Why Rashid Ramzi's sudden rise always stuck in the craw
Rashid Ramzi came from nowhere to Olympic 1500m champion with suspicious speed and has now tested positive. By Steve Cram
Bahrain's Rashid Ramzi celebrates as he wins the men's 1500m final at the Beijing Olympic Games Photograph: Fabrice Coffrini/AFP/Getty Images
There was a time when news that the Olympic 1500m champion had tested positive would have made the front pages and dominated the bulletins. That Rashid Ramzi of Bahrain is still largely unknown is part testimony to the growing indifference to drugs in sport <http://www.guardian.co.uk/sport/drugs-in-sport> unless it is a British name and athletics <http://www.guardian.co.uk/sport/athletics> ' own waning popularity. Nonetheless it was big news in the sport.
Seb Coe voiced his disappointment. I couldn't have been more delighted. Both of us and many others were far from surprised. If circumstantial evidence were permissible for positive tests then Ramzi would have been close to the top of most people's lists. That he managed to join a celebrated group of 1500m world and Olympic champions has been a source of nagging discomfort in the past few years.
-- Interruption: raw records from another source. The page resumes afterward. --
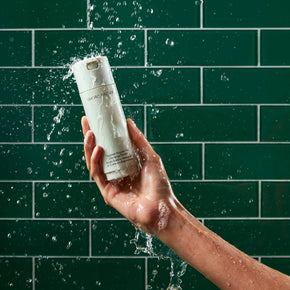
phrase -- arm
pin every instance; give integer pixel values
(148, 202)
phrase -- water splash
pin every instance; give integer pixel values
(56, 120)
(147, 244)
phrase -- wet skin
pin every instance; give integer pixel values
(147, 201)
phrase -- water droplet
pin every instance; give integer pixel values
(169, 42)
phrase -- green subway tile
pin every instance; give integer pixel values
(22, 237)
(218, 199)
(280, 264)
(252, 85)
(37, 86)
(52, 14)
(71, 200)
(206, 47)
(16, 273)
(276, 199)
(255, 237)
(158, 86)
(246, 13)
(159, 276)
(15, 124)
(106, 274)
(58, 124)
(247, 161)
(15, 200)
(275, 46)
(60, 48)
(112, 238)
(63, 124)
(182, 161)
(275, 123)
(173, 13)
(42, 162)
(202, 123)
(15, 48)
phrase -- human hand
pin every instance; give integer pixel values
(145, 199)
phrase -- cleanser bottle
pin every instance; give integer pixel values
(105, 115)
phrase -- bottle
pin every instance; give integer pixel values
(105, 116)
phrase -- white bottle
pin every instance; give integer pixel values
(105, 115)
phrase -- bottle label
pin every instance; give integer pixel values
(107, 120)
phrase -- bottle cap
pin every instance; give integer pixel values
(92, 73)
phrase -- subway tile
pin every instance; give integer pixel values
(181, 161)
(48, 14)
(255, 237)
(79, 273)
(113, 238)
(64, 238)
(159, 276)
(173, 13)
(15, 124)
(247, 161)
(58, 48)
(204, 123)
(37, 86)
(275, 46)
(15, 48)
(63, 124)
(158, 86)
(15, 200)
(71, 200)
(42, 162)
(16, 273)
(275, 199)
(218, 199)
(242, 85)
(275, 123)
(205, 47)
(280, 264)
(58, 124)
(247, 13)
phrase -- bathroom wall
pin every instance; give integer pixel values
(208, 82)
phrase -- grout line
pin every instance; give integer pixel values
(88, 14)
(259, 199)
(259, 123)
(155, 105)
(201, 14)
(203, 162)
(117, 257)
(201, 85)
(172, 180)
(146, 273)
(33, 273)
(145, 48)
(161, 142)
(33, 48)
(32, 124)
(145, 121)
(148, 28)
(259, 48)
(229, 218)
(90, 239)
(161, 66)
(33, 200)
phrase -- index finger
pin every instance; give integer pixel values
(85, 125)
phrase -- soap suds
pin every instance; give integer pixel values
(164, 212)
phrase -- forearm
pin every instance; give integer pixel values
(219, 261)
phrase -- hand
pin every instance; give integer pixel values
(145, 199)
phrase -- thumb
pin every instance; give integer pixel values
(138, 139)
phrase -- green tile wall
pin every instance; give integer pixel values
(206, 81)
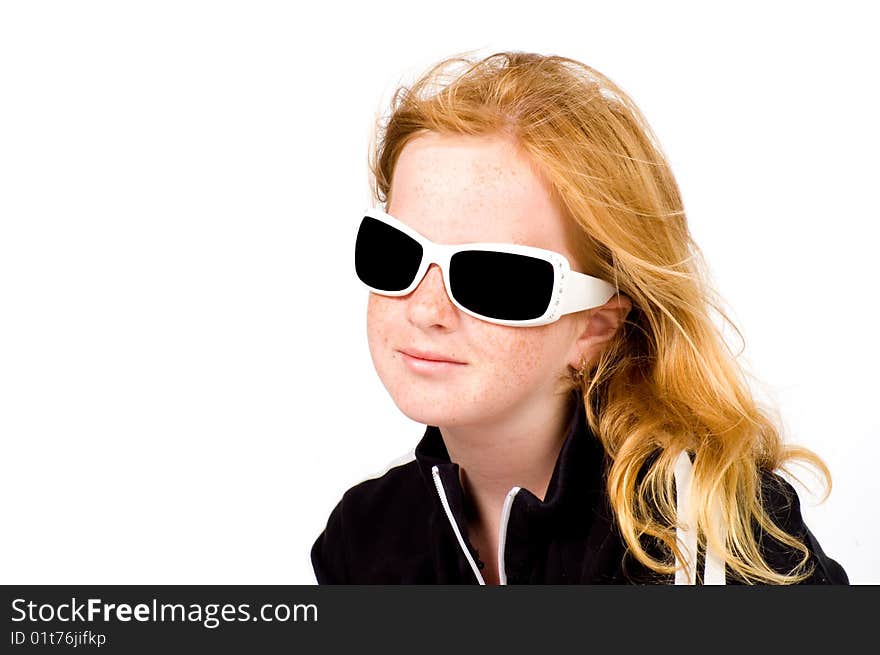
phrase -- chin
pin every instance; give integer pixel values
(424, 406)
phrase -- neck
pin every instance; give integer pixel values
(518, 449)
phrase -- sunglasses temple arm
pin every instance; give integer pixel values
(584, 292)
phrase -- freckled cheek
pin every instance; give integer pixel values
(512, 351)
(380, 324)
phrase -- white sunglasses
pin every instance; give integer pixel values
(503, 283)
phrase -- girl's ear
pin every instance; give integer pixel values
(602, 324)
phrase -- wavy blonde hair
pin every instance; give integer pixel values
(668, 381)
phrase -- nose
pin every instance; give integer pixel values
(429, 304)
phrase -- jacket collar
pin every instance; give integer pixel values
(573, 488)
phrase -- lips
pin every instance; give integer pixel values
(430, 355)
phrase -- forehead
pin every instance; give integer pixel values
(460, 189)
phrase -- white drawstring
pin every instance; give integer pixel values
(686, 534)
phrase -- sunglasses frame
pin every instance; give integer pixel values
(572, 291)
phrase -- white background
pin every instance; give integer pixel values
(185, 384)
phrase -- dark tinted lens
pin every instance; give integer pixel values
(501, 285)
(384, 257)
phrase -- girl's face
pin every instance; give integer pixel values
(459, 189)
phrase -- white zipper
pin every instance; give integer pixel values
(502, 531)
(502, 534)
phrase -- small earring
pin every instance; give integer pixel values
(581, 372)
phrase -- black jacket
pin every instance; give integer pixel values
(408, 526)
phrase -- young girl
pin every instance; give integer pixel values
(538, 303)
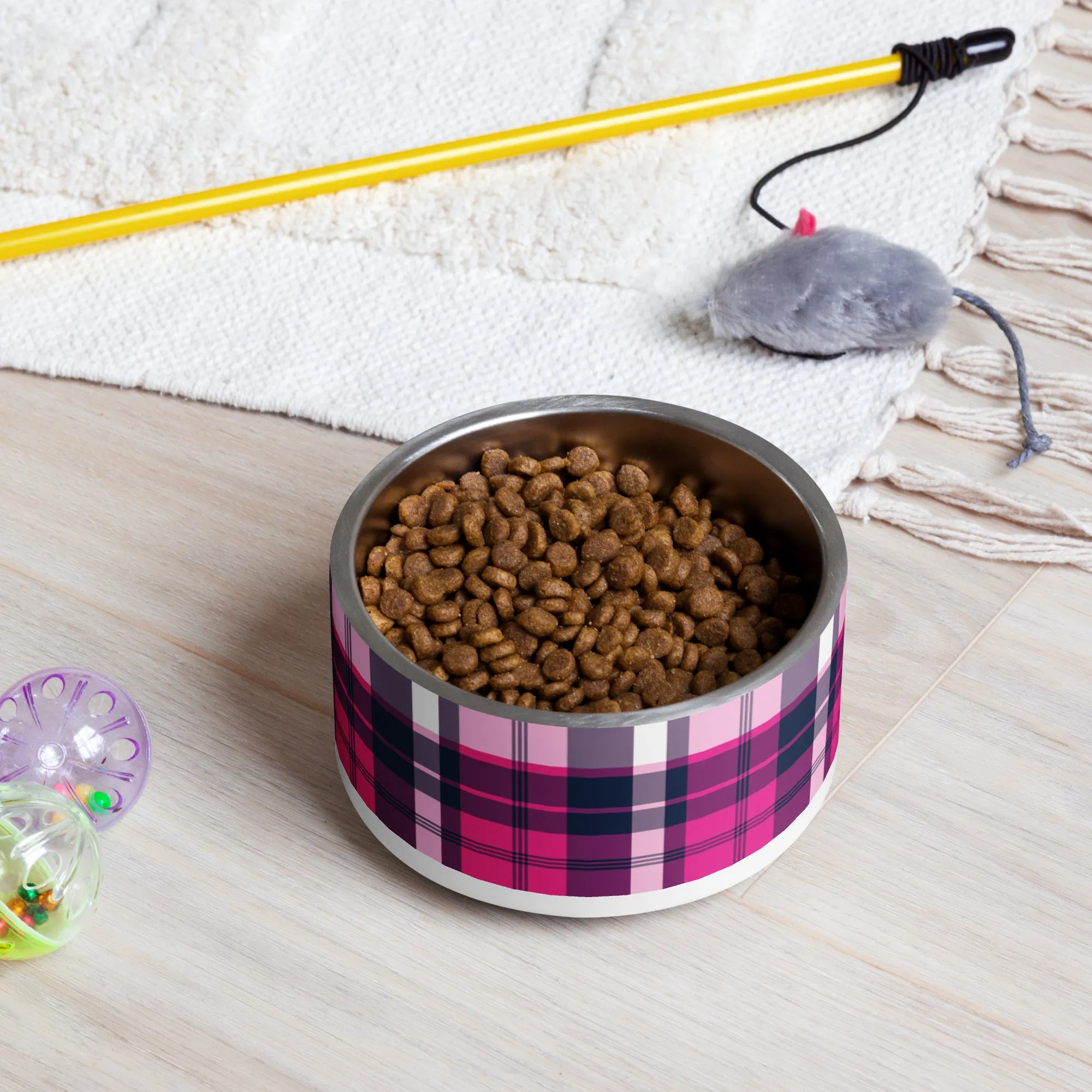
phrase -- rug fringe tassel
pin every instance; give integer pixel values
(962, 492)
(1070, 257)
(1072, 432)
(1041, 193)
(863, 503)
(1063, 93)
(1065, 40)
(989, 371)
(1049, 141)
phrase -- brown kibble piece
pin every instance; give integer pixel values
(476, 561)
(416, 539)
(601, 547)
(626, 569)
(511, 503)
(632, 481)
(687, 532)
(729, 560)
(564, 526)
(376, 559)
(635, 659)
(711, 632)
(569, 702)
(460, 659)
(607, 706)
(552, 588)
(714, 660)
(626, 519)
(596, 667)
(657, 643)
(538, 622)
(423, 643)
(742, 635)
(494, 652)
(747, 575)
(706, 603)
(533, 574)
(684, 501)
(750, 551)
(496, 530)
(442, 509)
(494, 461)
(560, 664)
(763, 591)
(622, 683)
(525, 466)
(445, 557)
(581, 461)
(413, 512)
(659, 694)
(540, 488)
(474, 682)
(587, 574)
(384, 624)
(416, 565)
(563, 560)
(484, 637)
(371, 590)
(651, 602)
(609, 640)
(397, 603)
(691, 656)
(508, 556)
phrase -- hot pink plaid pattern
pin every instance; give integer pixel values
(586, 812)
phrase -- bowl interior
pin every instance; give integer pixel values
(739, 485)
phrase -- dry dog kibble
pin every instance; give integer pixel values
(565, 585)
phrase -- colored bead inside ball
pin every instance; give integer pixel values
(50, 870)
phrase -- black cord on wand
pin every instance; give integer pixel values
(945, 58)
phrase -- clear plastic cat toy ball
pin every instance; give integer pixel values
(50, 870)
(75, 754)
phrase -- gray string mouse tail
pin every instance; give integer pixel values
(1035, 441)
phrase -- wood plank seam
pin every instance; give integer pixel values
(913, 709)
(948, 996)
(170, 639)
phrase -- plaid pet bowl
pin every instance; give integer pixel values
(592, 815)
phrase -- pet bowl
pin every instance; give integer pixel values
(592, 815)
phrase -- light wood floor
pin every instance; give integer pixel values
(931, 930)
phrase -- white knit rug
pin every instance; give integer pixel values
(389, 311)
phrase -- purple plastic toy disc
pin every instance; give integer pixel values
(80, 733)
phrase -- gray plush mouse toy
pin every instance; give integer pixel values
(824, 293)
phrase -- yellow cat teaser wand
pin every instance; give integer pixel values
(983, 48)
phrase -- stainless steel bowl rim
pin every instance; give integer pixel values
(832, 542)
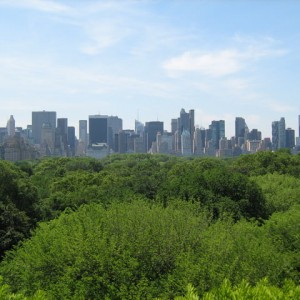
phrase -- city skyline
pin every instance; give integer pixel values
(147, 59)
(237, 123)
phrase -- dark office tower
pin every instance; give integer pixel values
(11, 126)
(290, 138)
(38, 119)
(254, 135)
(275, 135)
(98, 129)
(198, 141)
(240, 128)
(278, 134)
(62, 133)
(184, 121)
(115, 125)
(71, 140)
(151, 129)
(217, 132)
(192, 125)
(139, 128)
(174, 125)
(281, 134)
(299, 125)
(83, 132)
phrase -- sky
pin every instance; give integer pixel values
(148, 59)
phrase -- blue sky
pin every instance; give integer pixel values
(150, 58)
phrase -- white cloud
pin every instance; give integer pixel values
(222, 62)
(280, 107)
(214, 64)
(41, 5)
(103, 34)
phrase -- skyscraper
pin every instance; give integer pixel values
(11, 126)
(38, 119)
(217, 132)
(240, 128)
(71, 140)
(102, 129)
(83, 136)
(299, 126)
(151, 129)
(98, 129)
(290, 138)
(62, 135)
(278, 134)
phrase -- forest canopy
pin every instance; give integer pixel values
(149, 226)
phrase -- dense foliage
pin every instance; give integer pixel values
(147, 226)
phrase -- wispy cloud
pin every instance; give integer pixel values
(222, 62)
(40, 5)
(280, 107)
(103, 34)
(213, 64)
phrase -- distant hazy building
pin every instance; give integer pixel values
(164, 142)
(98, 129)
(3, 134)
(254, 135)
(11, 126)
(16, 148)
(199, 141)
(139, 145)
(139, 128)
(47, 140)
(299, 126)
(102, 129)
(71, 140)
(290, 138)
(151, 130)
(61, 139)
(186, 148)
(38, 119)
(217, 132)
(240, 129)
(278, 134)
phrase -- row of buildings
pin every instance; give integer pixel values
(102, 135)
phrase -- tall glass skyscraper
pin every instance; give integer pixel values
(39, 118)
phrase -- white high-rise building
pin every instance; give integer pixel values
(11, 126)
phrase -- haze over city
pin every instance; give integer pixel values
(148, 59)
His rise was backed up with little or no provenance. He was born in Morocco two days before the 1980 Moscow opening ceremony. A few days later Coe and Steve Ovett would write another great chapter in 1500m history.
Yet Ramzi had other icons to aspire to: Said Aouita and then Hicham El Guerrouj paved the way for many young Moroccans to take up running. Ramzi came under the tutelage of Khalid Boulami, an Olympic steeplechase medallist.
A less than impressive junior, Ramzi appeared to have limited prospects. In 2002, just after his 22nd birthday, he finished 14th in the 1500m at the Stockholm grand prix in 3:44:85. He had endured injury problems but he was no more than an also-ran on the circuit. That year he and two compatriots accepted an offer to join the Bahrain military and improved their training condition. He continued to work with Boulami.
That same year Boulami's brother and protégé Brahim slashed two seconds from his world record in the steeplechase. A couple of weeks later he tested positive for EPO and his record was scratched. A two-year ban ensued but now Khalid could turn his attention to Ramzi. His rise was meteoric.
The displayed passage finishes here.